This week marks the ten year anniversary of the death of Luis Ferré, a Puerto Rican leader whose life and work made him, in the words of the New York Times, “a dominant force in the politics, economy and culture of Puerto Rico.”
Ferré was an engineer by training, having graduated from MIT, and he also studied at the New England Conservatory of Music. This dual interest in the fine arts and in industry continued throughout his life as he built up his family’s business, Puerto Rico Iron Works, and established the Ponce Museum of Art.
Ferré served as Governor of Puerto Rico, and in both the Senate and House in Puerto Rico. He was also influential in the U.S. Republican Party, representing the GOP in Puerto Rico and supporting GOP leaders in the fifty states. He was a member of the assembly that drafted Puerto Rico’s constitution in 1952, one of the founders of the New Progressive Party, the publisher of El Nuevo Dia, and a recipient of the Presidential Medal of Honor.
In Ferré’s own words, he described himself as ”revolutionary in my ideas, liberal in my objectives and conservative in my methods.”
Ferré was a proponent of statehood for Puerto Rico.
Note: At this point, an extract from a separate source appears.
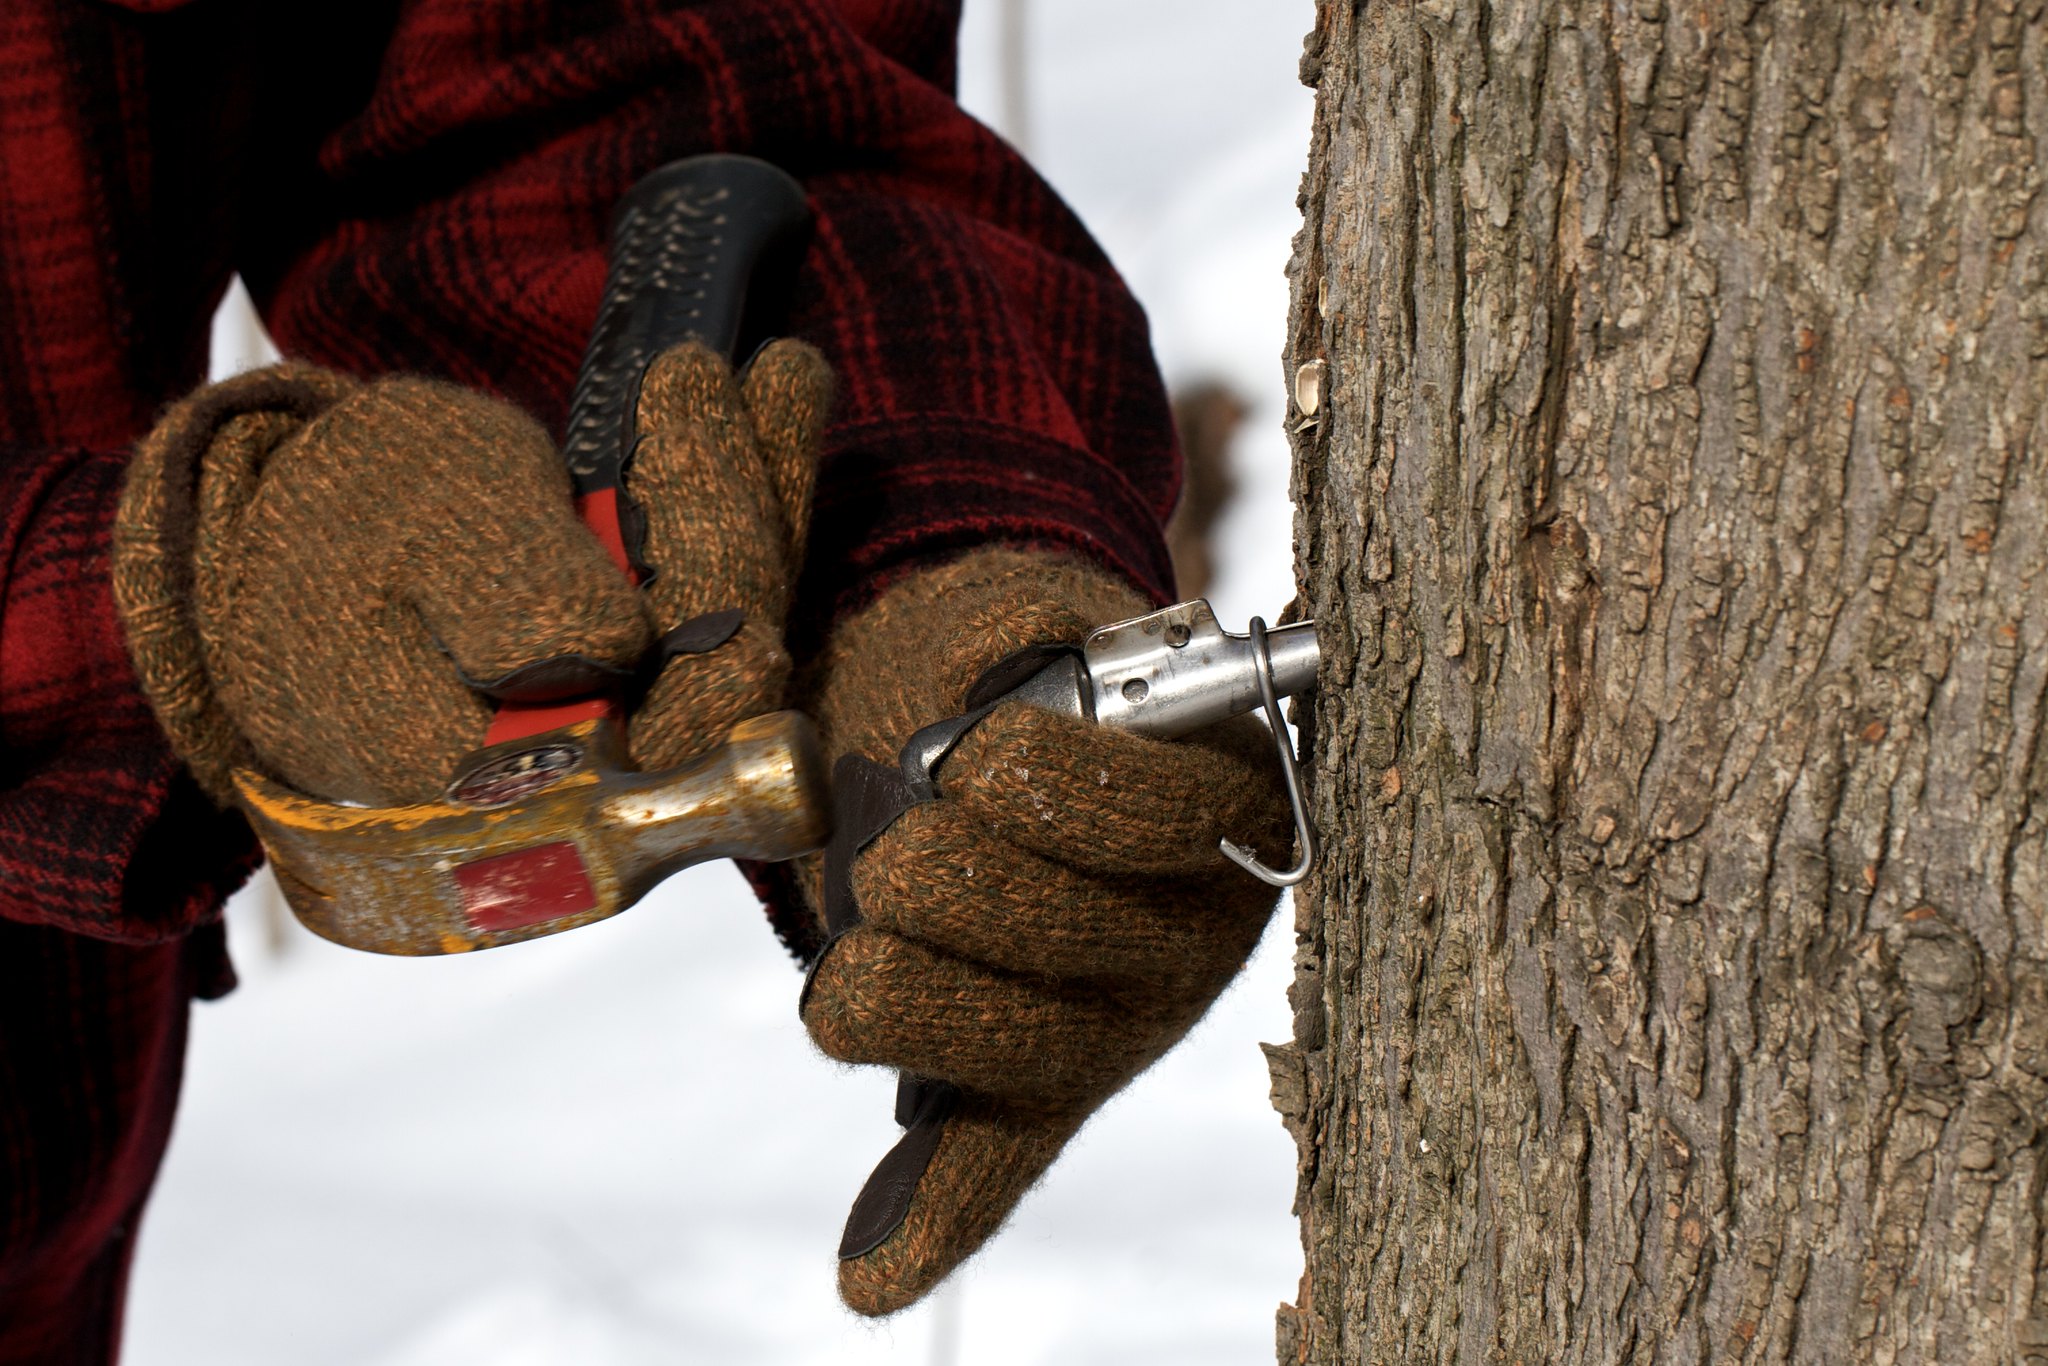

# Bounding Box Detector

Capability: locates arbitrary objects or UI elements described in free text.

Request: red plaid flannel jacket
[0,1,1177,1356]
He rejected the current colonial status, as he described it, and stood against independence because the people of Puerto Rico are tied to the United States by family relationships as well as by history. “One would be hard-pressed,” he observed in testimony before a Senate committee in the 1980s, “to find a Puerto Rican without a sister in New York or a son in Chicago, a cousin in Orlando or a daughter in Honolulu or Oklahoma City.” Statehood was his lifelong dream, because he believed it would provide the best future for the people of Puerto Rico.
In nearly a full century of accomplishments and in his legacy of hope for Puerto Rico, Ferré continues to be a role model and an inspiration for Puerto Ricans and all Americans.